AfE-Turm weg, Kreative Klasse kommt
Sprengung des AfE-Turms macht Platz für neues Stadtquartier 22.01.2018Spannung lag in der Luft, um 10 Uhr am Sonntagmorgen an der Ludwig-Erhard-Anlage in Frankfurt am Main. Ob der AfE-Turm in Frankfurt am Main tatsächlich, wie von Sprengmeister Eduard Reisch angekündigt, in die vorhergesehene Richtung fallen wird?
Mit 116 m ist der AfE-Turm das höchste Gebäude, das jemals in Europa gesprengt wurde. Doch warum musste der Turm weichen? Die ABG Holding hatte 2011 das Grundstück erworben, nachdem Pläne zu einer Zusammenlegung des Campus im Westend Frankfurts feststanden. Auf dem frei gewordenen Gelände des ehemaligen Bockenheimer Campus der Johann Wolfgang Goethe-Universität in Frankfurt a. M. wird ein Kulturcampus entstehen. Der Architekt David Adjaye stellte 2012 seinen Entwurf vor.
Seit diesem Sonntagmorgen ist das Gelände nun von sämtlichen Gebäuden befreit. Zwischen dem Messegelände, dem Mariott-Hotel und Wohnhäusern, erinnert nur noch ein 20 m hoher Schuttberg an den AfE-Turm. Nun wird aufgeräumt, in ein paar Monaten wird nichts mehr an das Hochhaus erinnern.
Video von Sarah Centgraf / DBZ
25 000 Menschen waren gekommen, um dabei zu zuschauen, wie ca. 1 t Sprengstoff 66 000 t Beton in die Knie zwingt. Innerhalb von 3 Sekunden detonierten die Sprengkörper nacheinander und ließen das Hochhaus kontrolliert einstürzen.

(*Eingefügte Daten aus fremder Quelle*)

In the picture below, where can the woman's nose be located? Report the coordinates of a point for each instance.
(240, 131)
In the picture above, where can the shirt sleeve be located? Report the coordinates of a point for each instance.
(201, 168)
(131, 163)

„Elfenbein“ prangte in großen Lettern an der Ostfassade des Turms. Der Schriftzug ist eine Reminiszenz an den Protest zur Reformbedürftigkeit der Universitäten in den 1960er-Jahren. Die Abteilung für Erziehungswissenschaften stand Pate für das Akronym AfE, obwohl sie nie in das Gebäude ein. Bevor der AfE-Turm 1972 fertig gestellt wurde, war die Abteilung bereits wieder geschlossen. Bis Mai 2013 beherbergte das Gebäude Büro- und Seminarräume der Fachbereiche Gesellschafts- und Erziehungswissenschaften sowie Psychologie. Danach stand er leer.
Die Sprengung des Turms hinterlässt eine Leerstelle: Die Skyline von Frankfurt hat sich verändert. Irgendwie ist es Ironie, dass der Elfenbeinturm einem Viertel weicht, wo sich die Frage stellt: Für wen wird hier gebaut? Sicherlich, die ABG Frankfurt will dort die Kreative Klasse fördern und öffentlichen Stadtraum schaffen. Ob das gelingt, ist fraglich. Kreative, Wissenschaftler, Forscher, Tänzer, Bewohner, Geschäftsleute: Sie sollen gemeinsam das neue Quartier am Messegelände zu einem öffentlichen Ort für alle machen. Die ABG Frankfurt, eine Aktiengesellschaft, deren Handeln wirtschaftliches Denken fordert, entwickelt das Gelände: „aus einer Hand“. Ein Elfenbeinturm, nur ohne Turm?! S.C.